Hydrogen Bomb Mass to Energy? How much mass is converted to energy when a hydrogen bomb explodes?  I remember an eighth grade chemistry class where, by going through the nuclear processes,  my teacher estimated that roughly 2g of matter was converted in a fission bomb.This is a surprisingly small amount of mass! I have never seen the process involved in a fusion device. 
 A: $50\text{ Mt}$ TNT means that the energy is equivalent to $50 \, 000 \, 000\text{ t}$ of TNT, and $1\text{ t}$ of TNT is equivalent to $4184\text{ MJ}$.
So Tsar Bomba released $50 \, 000 \, 000 \times 4184 = 209 \, 200 \, 000 \, 000 \text{ MJ} = 2\cdot10^{11}\text{ MJ}$.
Now, given that $E=mc^2$, we have $m=\frac{2\cdot10^{17}}{299 \, 792 \, 458^2}=2.3\text{ kg}$ as said above.
For comparison, Little Boy did not convert more than $1\text{ g}$.
A: While it does take $2.33\:\mathrm{kg}$ of any mass to be converted to 50MT of energy using the calculations stated before (  $ m = \frac{E}{c^2} = \frac{2.092 \cdot 10^{17}}{8.987 \cdot 10^{16}} = 2.33\:\mathrm{kg} $ ), be aware that just a small fraction of the total hydrogen in a thermonuclear device is converted to energy since most of the hydrogen is fused into helium.  So do not conclude that the 50MT device contained only $2.33\:\mathrm{kg}$ hydrogen.
It takes 4 hydrogen atoms to fuse into one helium atom.  This process is called the proton-proton chain reaction and is a multi-step reaction.  If you start with 4 hydrogen atoms, each with a unified atomic mass unit (u) of 1.007825 u, then your starting fuel mass is $ 4 \cdot 1.007825\:\mathrm u = 4.03130\:\mathrm u $.  When fused to helium, the product mass is 4.00260 u.  The difference between the mass of the fuel (4 hydrogens) and the mass of the product (1 helium) is $ 4.0313\:\mathrm u - 4.0026\:\mathrm u = 0.0287\:\mathrm u$.  

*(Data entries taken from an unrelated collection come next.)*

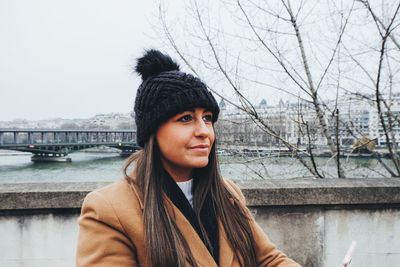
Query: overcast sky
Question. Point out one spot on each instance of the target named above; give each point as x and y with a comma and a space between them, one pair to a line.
71, 59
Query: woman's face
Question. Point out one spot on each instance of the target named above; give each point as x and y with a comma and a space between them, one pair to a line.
185, 142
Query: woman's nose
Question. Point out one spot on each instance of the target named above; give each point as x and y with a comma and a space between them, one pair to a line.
201, 128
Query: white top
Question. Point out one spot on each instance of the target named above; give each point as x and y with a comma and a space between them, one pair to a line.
186, 188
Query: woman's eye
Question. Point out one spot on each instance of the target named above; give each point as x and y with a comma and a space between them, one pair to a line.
185, 118
207, 118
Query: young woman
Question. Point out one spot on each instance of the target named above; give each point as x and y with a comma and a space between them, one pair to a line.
173, 209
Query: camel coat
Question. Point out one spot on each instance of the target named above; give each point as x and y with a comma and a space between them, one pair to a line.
112, 232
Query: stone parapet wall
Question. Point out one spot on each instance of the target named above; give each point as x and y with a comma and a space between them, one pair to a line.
313, 221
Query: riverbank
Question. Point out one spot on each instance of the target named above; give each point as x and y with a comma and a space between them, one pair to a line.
313, 221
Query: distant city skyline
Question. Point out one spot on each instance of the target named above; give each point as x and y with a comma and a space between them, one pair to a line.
71, 59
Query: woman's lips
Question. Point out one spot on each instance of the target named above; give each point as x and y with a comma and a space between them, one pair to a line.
200, 147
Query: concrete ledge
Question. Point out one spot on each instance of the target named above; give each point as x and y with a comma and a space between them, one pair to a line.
276, 192
279, 192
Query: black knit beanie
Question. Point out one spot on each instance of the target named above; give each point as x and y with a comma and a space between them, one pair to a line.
165, 92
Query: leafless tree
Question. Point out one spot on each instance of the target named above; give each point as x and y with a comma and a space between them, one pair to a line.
310, 51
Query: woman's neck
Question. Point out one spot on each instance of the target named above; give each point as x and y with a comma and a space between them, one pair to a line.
178, 174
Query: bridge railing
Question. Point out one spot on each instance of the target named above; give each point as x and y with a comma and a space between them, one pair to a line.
34, 137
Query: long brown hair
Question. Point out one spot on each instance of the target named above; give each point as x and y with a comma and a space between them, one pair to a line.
165, 244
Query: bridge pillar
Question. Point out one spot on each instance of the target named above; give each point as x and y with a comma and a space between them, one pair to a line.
50, 158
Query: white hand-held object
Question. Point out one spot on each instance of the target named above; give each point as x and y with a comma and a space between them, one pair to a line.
347, 258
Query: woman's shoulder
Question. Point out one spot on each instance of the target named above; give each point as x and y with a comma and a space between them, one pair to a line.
118, 198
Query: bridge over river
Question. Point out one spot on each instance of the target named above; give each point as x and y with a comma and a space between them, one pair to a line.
54, 145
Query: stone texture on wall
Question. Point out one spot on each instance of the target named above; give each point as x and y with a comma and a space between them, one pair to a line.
313, 221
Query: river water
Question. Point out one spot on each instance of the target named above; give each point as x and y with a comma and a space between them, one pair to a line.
16, 167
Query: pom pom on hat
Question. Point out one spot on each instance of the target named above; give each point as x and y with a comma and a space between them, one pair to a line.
165, 91
153, 63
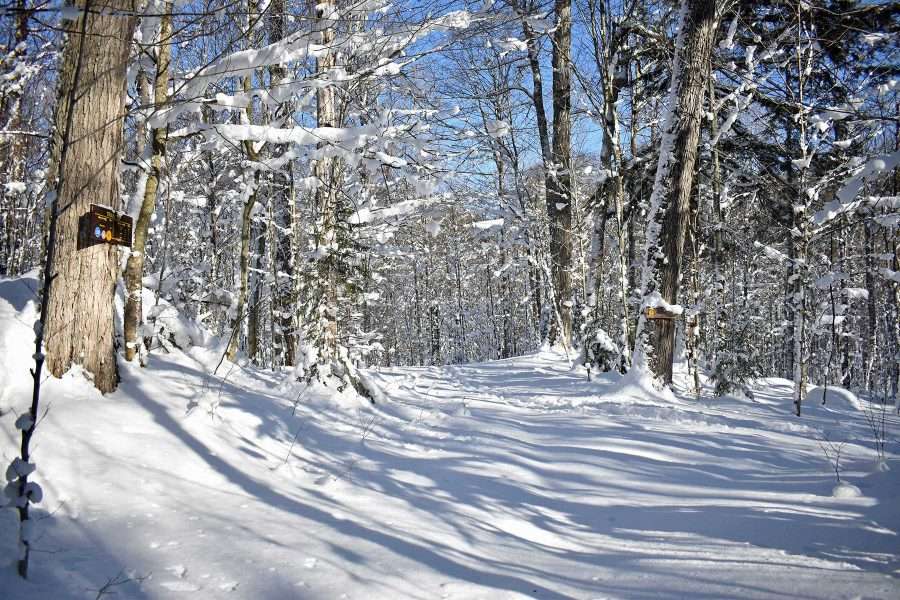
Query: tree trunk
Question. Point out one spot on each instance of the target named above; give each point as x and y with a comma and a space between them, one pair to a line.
80, 326
326, 201
134, 268
669, 213
701, 28
559, 176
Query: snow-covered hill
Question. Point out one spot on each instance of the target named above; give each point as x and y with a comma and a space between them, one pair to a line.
510, 479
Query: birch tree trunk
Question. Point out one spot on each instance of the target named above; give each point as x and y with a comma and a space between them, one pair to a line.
80, 326
134, 268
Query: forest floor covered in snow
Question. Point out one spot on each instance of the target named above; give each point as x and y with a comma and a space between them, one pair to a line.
509, 479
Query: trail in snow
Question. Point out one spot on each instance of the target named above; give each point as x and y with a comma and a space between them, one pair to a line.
510, 479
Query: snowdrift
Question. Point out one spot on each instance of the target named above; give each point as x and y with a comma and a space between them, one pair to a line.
510, 479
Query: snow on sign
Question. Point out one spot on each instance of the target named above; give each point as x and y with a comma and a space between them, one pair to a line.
655, 312
103, 225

This difference between the mass of the fuel and the mass of the product is how much mass gets converted to energy in Einstein's equation.  Therefore if you start with a fuel mass of 4.0313u of hydrogen (4 hydrogen atoms) and 0.02870 u gets released as energy, then only 0.712% of the hydrogen fuel gets converted to energy, not 100%.  So even though a thermonuclear reaction gives off an impressive amount of energy, the proton-proton chain is less than 1% efficient.
Using the efficiency of 0.712%, we calculate that the amount of hydrogen fuel we need to start with is $ \frac{2.33\:\mathrm{kg}}{0.00712} = 327 \: \mathrm{kg} $ 
So it takes 327kg of hydrogen to produce 50MT of energy by using a thermonuclear reaction ( Proton-Proton chain).
Of that 327kg, only 0.712% or 2.33kg is converted to energy.
Note:  
Thermonuclear weapons use lithium deuteride as the bulk source of hydrogen.  This substance is a solid salt at normal temperatures.  When high energy neutrons from the primary bombard the lithium deuteride, a chain reaction starts first by creating tritium (2 protons, 1 neutron) then this tritium fuses with the deuterium (1 proton, 1 neutron) in the salt to form helium.
See http://www.atomicarchive.com/Fusion/Fusion2.shtml 
A: The most powerful hydrogen bomb ever exploded had a TNT equivalent of 50 Mt TNT, if I remember correctly, TNT energy equivalent is 4184 MJ/kg, that gives a mass loss of about 2.3 kg, if my calculations are correct. 
A: Of course all other replies do not consider the fact that in a hydrogen bomb only 30% of yield comes from fusion, ie. hydrogen. The rest comes from fission as in the known sequence:
fission (plutonium) -> fusion (hydrogen) -> fission (depleted uranium in the case)
So we have to correct all of the calculations by multiplying them by, say 30% and then we'll get the correct numbers. We have to remember that even though less hydrogen is used even more depleted uranium will be used.